En 2019, dès qu'elle a eu une charge de travail équivalant à celle de ses collègues, la juge est retombée aisément dans les ornières qui avaient mené à la présente plainte. Si cela s'est produit alors que le Comité était en délibéré relativement à l'existence d'une faute et alors qu'elle tentait de démontrer que, depuis son retour à la suite d'un congé de maladie ayant débuté en juin 2016, elle avait corrigé le tir, on peut craindre le pire à l'avenir. Les nombreuses plaintes de parties requérantes colligées en 2019 s'avèrent un autre indice de la difficulté qu'il y aurait à rétablir la confiance du public envers l'institution si la juge devait continuer de siéger à la suite d'une réprimande ou d'une suspension. Il est frappant de constater que, même après avoir pris connaissance du rapport d'enquête relatif à l'existence d'une faute, la juge refuse de reconnaître qu'elle puisse avoir quelque responsabilité que ce soit dans ses retards. Elle rejette toujours la faute sur les autres si ses décisions sont en retard plutôt que de reconnaître la sienne. Après la période à laquelle la juge a été affectée à la CETM, malgré l'encadrement serré dont elle a fait l'objet, ses retards ont repris à la SAS. Même après une plainte et un rapport ayant conclu à une faute, les retards se sont accumulés dès que la charge de travail de la juge a commencé à ressembler à celle de ses collègues. L'incapacité de celle-ci à changer son comportement et son absence de regrets s'ajoutent aux fautes commises. En effet, ses agissements ont trop profondément ébranlé la confiance du public envers le système de justice.
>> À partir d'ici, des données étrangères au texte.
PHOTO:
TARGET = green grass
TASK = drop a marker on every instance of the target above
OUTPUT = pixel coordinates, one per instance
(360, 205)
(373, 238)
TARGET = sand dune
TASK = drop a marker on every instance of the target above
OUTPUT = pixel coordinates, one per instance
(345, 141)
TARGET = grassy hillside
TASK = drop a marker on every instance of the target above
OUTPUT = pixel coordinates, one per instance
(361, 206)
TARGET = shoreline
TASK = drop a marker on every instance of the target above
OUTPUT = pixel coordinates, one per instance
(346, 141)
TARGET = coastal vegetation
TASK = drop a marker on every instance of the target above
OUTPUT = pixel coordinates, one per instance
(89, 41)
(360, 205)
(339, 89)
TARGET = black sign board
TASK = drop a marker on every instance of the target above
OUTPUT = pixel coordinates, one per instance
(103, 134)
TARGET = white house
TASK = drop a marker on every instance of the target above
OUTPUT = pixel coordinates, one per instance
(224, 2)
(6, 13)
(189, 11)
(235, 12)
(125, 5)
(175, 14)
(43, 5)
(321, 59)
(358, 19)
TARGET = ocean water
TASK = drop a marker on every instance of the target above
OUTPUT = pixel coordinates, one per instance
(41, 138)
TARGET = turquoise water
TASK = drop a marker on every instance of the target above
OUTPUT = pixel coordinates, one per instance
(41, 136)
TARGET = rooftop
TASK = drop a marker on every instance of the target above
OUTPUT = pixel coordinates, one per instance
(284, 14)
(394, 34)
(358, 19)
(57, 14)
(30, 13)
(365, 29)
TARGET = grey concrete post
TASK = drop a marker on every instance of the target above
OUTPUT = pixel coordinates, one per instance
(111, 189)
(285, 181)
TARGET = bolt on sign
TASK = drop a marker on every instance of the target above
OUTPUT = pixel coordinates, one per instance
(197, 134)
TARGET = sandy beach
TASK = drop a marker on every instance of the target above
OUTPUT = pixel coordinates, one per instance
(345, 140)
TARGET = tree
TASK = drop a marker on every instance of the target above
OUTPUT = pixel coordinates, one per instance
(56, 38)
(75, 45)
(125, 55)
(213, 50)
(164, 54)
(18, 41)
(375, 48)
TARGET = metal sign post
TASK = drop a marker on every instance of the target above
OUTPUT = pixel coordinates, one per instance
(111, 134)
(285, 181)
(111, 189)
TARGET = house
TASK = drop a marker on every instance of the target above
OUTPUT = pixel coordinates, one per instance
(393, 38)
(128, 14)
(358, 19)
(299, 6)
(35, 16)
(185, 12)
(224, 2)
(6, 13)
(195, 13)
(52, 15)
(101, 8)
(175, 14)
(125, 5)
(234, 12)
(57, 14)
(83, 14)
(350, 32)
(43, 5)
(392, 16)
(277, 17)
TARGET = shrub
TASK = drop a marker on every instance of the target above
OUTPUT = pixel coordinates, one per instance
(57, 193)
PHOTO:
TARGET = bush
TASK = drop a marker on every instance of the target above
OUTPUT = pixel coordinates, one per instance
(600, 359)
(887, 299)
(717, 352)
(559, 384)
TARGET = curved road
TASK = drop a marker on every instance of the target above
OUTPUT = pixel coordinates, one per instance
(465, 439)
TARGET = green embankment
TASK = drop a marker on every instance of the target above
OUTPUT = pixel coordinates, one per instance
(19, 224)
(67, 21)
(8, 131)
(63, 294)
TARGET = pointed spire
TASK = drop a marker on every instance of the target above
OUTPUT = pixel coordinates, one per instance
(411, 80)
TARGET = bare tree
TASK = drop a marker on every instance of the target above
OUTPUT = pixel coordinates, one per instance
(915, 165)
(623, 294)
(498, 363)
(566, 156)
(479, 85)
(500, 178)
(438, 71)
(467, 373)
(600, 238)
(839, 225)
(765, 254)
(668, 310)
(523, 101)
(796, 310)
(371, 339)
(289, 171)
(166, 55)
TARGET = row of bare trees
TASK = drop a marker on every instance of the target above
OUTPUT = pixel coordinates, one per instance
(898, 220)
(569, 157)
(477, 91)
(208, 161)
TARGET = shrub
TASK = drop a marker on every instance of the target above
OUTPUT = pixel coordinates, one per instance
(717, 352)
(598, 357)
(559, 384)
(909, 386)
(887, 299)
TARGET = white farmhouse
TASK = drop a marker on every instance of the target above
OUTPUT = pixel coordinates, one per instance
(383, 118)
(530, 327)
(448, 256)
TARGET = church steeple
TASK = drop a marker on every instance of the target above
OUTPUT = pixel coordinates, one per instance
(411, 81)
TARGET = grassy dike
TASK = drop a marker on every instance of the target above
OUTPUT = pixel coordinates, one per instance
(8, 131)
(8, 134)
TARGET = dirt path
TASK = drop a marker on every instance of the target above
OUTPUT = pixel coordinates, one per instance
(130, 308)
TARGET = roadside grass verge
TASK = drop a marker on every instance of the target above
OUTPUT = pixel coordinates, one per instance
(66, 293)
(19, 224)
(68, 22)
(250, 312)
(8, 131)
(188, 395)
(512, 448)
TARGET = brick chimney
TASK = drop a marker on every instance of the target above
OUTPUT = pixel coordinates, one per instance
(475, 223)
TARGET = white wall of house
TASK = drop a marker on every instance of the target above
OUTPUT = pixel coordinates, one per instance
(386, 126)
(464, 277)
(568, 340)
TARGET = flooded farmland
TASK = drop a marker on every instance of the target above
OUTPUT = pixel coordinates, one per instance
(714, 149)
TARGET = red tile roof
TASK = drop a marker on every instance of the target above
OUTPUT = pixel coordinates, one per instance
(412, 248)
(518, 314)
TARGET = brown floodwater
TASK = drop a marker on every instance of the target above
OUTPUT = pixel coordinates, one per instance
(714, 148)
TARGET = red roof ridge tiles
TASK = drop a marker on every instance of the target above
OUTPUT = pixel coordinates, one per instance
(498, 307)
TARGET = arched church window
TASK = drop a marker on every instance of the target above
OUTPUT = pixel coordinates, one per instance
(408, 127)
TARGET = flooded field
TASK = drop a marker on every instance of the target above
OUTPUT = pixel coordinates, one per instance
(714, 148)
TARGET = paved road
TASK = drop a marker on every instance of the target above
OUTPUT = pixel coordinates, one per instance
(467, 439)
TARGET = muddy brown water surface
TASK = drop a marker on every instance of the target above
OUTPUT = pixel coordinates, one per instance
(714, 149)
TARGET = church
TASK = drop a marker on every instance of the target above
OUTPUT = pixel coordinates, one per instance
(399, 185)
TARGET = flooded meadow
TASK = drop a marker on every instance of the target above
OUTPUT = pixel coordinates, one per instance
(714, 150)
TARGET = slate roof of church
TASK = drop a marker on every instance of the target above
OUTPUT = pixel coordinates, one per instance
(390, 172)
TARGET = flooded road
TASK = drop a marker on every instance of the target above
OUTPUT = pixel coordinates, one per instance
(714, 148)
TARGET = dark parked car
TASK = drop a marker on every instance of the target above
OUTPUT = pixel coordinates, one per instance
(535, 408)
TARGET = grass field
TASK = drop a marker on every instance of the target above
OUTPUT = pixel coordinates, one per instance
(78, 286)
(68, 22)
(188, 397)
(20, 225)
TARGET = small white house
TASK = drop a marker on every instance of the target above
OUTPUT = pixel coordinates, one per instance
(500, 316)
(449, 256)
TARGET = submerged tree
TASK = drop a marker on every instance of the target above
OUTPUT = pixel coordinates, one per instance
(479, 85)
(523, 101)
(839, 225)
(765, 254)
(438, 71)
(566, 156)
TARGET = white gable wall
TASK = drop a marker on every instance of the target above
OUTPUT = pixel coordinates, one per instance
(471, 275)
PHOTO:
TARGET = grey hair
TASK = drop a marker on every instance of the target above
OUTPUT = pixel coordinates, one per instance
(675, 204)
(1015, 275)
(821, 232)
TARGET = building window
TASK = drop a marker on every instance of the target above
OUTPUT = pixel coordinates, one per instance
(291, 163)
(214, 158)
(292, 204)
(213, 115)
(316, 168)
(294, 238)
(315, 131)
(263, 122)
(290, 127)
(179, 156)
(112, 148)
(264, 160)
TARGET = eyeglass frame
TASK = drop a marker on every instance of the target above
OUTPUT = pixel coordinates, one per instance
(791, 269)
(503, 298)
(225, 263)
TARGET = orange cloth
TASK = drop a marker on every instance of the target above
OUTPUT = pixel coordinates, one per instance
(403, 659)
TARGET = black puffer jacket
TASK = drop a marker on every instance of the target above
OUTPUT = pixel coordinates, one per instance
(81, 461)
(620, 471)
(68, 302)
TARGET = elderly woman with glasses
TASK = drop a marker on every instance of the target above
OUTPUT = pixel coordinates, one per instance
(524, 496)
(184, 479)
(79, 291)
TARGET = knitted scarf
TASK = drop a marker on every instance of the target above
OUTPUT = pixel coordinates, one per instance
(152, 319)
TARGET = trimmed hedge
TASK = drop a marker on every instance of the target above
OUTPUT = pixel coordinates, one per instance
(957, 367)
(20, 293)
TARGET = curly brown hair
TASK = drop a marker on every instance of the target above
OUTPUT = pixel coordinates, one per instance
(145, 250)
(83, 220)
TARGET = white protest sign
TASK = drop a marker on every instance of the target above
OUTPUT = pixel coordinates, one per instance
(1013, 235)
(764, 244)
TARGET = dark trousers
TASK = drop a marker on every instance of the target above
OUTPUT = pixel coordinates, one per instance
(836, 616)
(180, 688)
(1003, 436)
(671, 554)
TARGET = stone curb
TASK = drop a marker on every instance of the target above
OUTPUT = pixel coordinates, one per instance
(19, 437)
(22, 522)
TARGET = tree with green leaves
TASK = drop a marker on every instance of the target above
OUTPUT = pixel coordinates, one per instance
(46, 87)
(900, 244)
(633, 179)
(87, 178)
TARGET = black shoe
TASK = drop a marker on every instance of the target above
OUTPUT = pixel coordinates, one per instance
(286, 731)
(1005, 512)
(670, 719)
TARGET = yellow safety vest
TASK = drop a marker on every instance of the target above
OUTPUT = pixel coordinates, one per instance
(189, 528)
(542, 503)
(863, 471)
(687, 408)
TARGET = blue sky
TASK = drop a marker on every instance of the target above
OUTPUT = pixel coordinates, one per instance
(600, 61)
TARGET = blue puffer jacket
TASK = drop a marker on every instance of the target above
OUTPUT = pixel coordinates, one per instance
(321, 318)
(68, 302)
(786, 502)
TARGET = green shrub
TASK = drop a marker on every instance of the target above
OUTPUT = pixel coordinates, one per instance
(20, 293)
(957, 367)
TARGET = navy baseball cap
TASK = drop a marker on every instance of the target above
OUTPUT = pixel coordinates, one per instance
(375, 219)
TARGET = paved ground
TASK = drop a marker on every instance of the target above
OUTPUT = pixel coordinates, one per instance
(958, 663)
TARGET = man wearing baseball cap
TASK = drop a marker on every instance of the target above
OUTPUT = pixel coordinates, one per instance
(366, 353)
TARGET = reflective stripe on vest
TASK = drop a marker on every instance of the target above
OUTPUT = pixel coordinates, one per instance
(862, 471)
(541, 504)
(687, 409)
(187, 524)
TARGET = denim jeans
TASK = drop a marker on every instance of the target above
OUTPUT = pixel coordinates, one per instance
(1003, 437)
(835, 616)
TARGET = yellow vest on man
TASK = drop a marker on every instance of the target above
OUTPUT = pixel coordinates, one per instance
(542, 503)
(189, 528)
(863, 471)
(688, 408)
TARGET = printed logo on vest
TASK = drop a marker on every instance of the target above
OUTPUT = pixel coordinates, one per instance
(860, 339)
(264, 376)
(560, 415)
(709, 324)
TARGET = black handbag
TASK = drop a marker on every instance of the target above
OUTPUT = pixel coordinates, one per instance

La juge s'avère incapable de s'acquitter adéquatement de ses fonctions. La gravité des fautes qu'elle a commises et leur répétition constante peu après sa nomination démontrent un caractère coutumier qui rend peu crédible, pour ne pas dire improbable, qu'elle s'amende et qu'elle puisse continuer à exercer ses fonctions. Elle ne peut manifestement plus remplir utilement ses fonctions puisque sa conduite a à de multiples occasions révélé un comportement incompatible avec la fonction judiciaire. C'est pourquoi une réprimande ou une suspension ne suffirait pas à convaincre la juge de changer d'attitude. Si cette dernière n'a pas compris ses torts après toutes ces années, il est difficile de conclure qu'elle les comprendra un jour. De toute évidence, elle ne possède pas la capacité de s'amender requise pour rétablir la confiance du public dans l'institution. Seule l'option de la destitution permettra de rétablir la confiance du public dans le système de justice. Une recommandation de destitution est donc prononcée.

Réf. ant : (C.J.A., 2019-05-30), SOQUIJ AZ-51602745, 2019EXP-1898; (C.S., 2019-08-28), 2019 QCCS 5906, SOQUIJ AZ-51689365; (C.S., 2019-08-28), 2019 QCCS 5907, SOQUIJ AZ-51689366.